Resembling a sleek pair of smoking slippers, the new collaboration galosh from SWIMS for Armani is one to keep an eye on for fall 2012. The all-black coloring and slender profile make for a rather chic alternative to those bulky green Hunters you have but likely never wear.

8. edX

Boston universities MIT and Harvard have teamed up on
an open-source platform that offers free online degree programs.
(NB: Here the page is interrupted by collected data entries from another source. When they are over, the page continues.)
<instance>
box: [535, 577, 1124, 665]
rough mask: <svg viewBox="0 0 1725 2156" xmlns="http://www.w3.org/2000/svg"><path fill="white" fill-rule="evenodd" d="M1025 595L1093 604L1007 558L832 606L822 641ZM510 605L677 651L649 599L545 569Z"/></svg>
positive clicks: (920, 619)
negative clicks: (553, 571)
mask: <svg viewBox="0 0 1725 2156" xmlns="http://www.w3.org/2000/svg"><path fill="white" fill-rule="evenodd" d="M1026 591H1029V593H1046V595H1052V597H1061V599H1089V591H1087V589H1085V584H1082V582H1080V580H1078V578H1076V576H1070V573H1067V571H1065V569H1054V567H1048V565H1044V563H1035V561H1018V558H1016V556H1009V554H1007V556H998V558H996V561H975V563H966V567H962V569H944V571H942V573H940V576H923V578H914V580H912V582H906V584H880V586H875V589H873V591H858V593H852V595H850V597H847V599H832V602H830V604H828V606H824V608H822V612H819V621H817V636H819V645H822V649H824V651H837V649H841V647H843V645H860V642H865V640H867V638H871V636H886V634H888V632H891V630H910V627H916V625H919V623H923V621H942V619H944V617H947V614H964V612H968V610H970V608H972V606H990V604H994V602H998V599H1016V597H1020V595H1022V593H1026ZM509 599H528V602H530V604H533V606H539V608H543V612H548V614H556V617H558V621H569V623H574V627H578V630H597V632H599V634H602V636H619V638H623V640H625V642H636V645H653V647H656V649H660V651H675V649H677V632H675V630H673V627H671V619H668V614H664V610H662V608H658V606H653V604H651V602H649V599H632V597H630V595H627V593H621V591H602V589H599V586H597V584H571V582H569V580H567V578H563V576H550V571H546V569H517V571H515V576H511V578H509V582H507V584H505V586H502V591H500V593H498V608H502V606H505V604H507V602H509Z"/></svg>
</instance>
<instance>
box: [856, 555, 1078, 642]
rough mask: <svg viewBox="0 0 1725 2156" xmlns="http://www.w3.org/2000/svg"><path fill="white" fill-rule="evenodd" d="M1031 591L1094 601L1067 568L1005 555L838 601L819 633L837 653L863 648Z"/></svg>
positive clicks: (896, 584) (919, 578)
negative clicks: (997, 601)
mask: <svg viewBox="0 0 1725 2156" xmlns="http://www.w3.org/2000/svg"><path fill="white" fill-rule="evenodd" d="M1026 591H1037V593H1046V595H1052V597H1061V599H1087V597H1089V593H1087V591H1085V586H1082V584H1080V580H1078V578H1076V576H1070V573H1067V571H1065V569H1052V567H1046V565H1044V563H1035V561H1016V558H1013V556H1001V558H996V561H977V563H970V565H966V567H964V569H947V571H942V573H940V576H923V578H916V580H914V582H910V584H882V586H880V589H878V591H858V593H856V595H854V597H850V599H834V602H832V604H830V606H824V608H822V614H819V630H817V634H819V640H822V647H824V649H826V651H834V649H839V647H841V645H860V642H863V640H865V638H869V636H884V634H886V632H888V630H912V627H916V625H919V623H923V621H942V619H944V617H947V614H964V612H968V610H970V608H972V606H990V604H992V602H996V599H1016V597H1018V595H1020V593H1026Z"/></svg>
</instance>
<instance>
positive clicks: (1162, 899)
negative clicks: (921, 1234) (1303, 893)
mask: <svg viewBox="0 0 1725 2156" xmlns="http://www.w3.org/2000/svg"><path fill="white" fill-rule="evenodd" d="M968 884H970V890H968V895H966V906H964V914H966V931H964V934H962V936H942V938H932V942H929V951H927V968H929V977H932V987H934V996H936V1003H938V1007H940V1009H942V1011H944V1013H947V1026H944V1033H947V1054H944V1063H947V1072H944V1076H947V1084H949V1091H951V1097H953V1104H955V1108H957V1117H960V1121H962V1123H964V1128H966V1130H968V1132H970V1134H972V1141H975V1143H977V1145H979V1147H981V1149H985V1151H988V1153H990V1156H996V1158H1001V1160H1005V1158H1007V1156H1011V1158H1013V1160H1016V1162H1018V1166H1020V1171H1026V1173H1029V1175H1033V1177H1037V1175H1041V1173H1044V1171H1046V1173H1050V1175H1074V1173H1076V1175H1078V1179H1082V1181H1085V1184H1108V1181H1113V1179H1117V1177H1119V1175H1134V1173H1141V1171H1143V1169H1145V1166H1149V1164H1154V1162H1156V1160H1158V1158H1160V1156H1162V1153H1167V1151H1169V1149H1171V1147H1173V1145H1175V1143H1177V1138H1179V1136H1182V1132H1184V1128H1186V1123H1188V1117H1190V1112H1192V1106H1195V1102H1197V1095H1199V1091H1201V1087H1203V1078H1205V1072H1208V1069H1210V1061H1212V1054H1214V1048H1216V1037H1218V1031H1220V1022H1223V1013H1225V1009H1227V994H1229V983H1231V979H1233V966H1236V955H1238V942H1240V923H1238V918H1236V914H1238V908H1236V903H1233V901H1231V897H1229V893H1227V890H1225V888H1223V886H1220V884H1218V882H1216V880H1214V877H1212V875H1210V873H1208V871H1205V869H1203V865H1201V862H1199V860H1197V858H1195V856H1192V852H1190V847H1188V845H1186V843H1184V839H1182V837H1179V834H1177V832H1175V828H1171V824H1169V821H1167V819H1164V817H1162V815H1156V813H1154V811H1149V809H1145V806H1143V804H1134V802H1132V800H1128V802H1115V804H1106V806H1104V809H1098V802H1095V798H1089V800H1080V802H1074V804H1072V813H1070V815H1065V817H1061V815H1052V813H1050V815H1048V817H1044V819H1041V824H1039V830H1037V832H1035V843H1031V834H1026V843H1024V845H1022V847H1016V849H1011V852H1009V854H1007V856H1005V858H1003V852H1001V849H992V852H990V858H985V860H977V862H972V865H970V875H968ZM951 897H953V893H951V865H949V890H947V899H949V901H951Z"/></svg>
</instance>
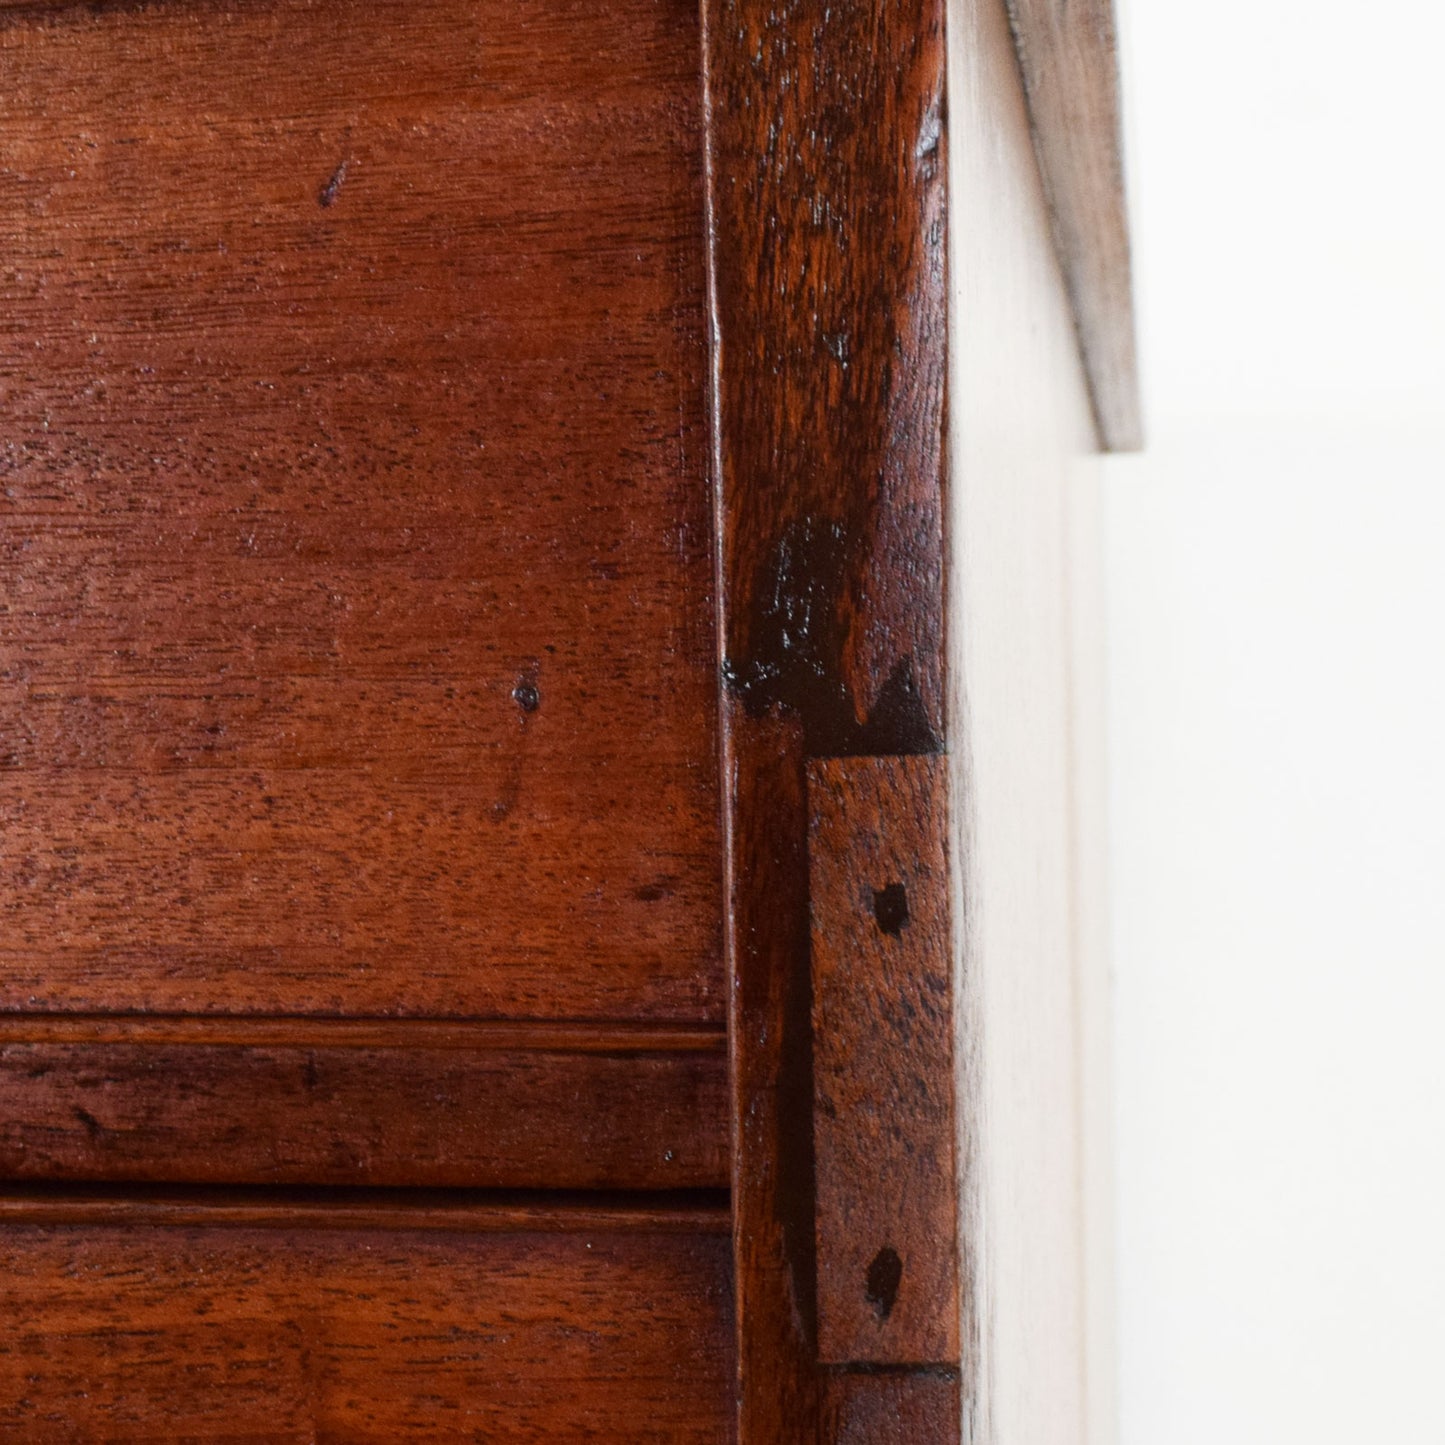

With $60 million in initial investment, edX is a philanthropic effort that
promises to educate a billion people and shake up higher education’s
profit scheme.


9. Jonathan Harris at PSFK

Identifying four ominous trends in the way we now communicate online, new media artist Jonathan Harris is seeking to provide an online space for sharing the “higher elements in people.” At this year’s PSFK Conference NYC, he shares the story of his life and the philosophy behind his website Cowbird.

10. Day to Night

The new series from photographer Stephen Wilkes carefully combines hundred of photographs captured in a 24-hour period to blend together night and day. His panoramic views of NYC seamlessly transition between the two distinctly different sides of the city.

11. Sisifo Light

Designer Scott Wilson debuted his first product for the lighting brand Artemide at Salon del Mobile last month. Created to re-imagine how LEDs are used in the office and at home, Sisifo’s large LED disk balances precariously on a slender stake in a rather bold design statement. The light itself swivels using the base’s double ball joint to shed light in a 360-degree circle, maximizing utility while minimizing its physical footprint.

12. Anthropocene

Welcome to the human era. An animation by Globaïa shows
humanity’s rapid takeover of the planet earth through trade routes.
Sparked by new energy sources and the advent of engines, the
accelerated growth has led to “the anthropocene, a time when geology is
dominated by humanity, not mother nature.”